Roman History Part One
Roman history begins in a small village in central Italy; this unassuming village would grow into a small metropolis, conquer and control all of Italy, southern Europe, the Middle East, and Egypt, and find itself, by the start of AD time, the most powerful and largest empire in the world. They managed what no other people had managed before the ruled the entire world under a single administration for a considerable amount of time. This imperial rule, which extended from Great Britain to Egypt, from Spain to Mesopotamia, was a period of remarkable peace. The Romans would look to their empire as the instrument that brought law and justice to the rest of the world; in some sense, the relative peace and stability they Brought to the world did support this view.
They were, however, a military state, and they ruled over this vast territory by maintaining a strong military presence in subject countries. An immensely practical people, the Romans devoted much of their brilliance to military strategy and technology, administration, and law, all in support of the vast world government that they built.
Rome, however, was responsible for more than just military and administrative genius. Culturally, the Romans had a slight inferiority complex in regards to the Greeks, who had begun their city-states only a Few centuries before the rise of the Roman republic.
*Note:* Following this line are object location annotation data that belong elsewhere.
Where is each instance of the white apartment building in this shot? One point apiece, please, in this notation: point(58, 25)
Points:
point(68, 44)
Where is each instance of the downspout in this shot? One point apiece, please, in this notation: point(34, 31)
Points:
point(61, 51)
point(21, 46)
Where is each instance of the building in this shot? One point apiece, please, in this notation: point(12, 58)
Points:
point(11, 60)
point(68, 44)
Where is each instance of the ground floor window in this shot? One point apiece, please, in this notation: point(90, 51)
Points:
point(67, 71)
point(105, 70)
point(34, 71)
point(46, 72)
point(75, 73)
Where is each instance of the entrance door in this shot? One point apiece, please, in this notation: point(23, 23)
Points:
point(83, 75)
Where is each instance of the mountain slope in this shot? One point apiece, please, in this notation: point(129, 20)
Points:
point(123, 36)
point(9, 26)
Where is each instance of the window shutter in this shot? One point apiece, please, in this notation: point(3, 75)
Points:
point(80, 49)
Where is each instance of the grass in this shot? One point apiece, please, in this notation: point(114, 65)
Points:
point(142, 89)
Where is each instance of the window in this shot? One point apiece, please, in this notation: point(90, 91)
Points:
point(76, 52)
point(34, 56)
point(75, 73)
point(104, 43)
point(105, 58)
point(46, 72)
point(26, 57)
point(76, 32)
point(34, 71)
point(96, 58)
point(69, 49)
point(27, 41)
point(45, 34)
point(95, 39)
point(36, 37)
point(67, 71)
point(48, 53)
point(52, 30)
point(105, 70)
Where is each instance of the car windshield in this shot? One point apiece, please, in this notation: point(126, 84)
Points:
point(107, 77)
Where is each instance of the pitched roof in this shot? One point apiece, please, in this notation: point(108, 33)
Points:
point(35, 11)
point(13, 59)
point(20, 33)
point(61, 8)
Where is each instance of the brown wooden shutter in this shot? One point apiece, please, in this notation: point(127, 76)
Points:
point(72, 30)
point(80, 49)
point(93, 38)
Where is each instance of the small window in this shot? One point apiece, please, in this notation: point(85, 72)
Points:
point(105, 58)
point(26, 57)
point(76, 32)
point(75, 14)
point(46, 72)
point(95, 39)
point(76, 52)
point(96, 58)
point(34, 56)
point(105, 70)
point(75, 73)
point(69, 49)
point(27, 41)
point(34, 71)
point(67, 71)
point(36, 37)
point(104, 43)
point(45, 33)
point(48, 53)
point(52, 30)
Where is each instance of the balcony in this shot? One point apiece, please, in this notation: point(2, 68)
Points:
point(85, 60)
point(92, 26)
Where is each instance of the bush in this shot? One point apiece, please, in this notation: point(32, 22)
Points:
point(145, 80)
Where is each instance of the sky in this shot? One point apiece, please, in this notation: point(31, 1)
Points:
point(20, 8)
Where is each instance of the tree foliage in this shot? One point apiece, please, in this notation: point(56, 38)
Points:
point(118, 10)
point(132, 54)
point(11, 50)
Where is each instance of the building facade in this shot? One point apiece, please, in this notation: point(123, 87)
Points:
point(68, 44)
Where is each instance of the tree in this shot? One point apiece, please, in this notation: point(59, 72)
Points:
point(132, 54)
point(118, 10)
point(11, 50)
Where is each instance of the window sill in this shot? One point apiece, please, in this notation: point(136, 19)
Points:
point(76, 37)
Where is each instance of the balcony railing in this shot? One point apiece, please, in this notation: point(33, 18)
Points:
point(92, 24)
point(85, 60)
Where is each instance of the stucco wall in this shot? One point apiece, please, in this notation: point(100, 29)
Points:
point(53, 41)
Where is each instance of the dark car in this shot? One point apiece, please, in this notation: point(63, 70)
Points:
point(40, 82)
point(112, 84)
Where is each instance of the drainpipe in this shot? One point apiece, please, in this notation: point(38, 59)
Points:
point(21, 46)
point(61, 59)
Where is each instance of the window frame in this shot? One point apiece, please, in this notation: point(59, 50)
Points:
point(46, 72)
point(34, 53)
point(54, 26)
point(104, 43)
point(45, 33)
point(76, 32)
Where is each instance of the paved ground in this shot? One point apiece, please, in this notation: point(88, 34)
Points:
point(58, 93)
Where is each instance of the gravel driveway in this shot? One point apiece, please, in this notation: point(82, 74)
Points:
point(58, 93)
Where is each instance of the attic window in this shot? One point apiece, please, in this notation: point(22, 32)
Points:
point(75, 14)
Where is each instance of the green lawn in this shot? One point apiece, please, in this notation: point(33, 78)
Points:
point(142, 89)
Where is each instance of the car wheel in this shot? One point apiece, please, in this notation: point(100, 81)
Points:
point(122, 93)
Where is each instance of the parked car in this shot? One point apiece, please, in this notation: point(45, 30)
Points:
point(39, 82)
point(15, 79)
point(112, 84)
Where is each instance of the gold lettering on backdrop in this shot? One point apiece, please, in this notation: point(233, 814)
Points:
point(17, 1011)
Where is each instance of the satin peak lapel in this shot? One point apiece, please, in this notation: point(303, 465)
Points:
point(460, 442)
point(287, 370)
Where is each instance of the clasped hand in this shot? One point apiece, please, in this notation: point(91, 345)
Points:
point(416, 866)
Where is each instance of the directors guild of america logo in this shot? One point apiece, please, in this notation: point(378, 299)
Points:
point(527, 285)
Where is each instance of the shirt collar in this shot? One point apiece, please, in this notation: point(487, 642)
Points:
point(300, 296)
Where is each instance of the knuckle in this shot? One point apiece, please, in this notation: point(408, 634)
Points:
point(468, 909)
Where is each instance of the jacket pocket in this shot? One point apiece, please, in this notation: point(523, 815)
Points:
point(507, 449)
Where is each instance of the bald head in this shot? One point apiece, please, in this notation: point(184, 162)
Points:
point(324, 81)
The Romans, however, derived much of their culture from the Greeks: art, architecture, philosophy, and even religion. However, the Romans changed much of this culture, adapting it to their own particular worldview and practical needs. It is this changed Greek culture, which we call Graeco-Roman culture, that was handed down to the European civilizations in late antiquity and the Renaissance.
Our journey through this remarkable history begins with the land itself and the various peoples that inhabited it. Unlike most of the regions we've dealt with, Italy was a multicultural landscape that came to be dominated by this small village, Rome.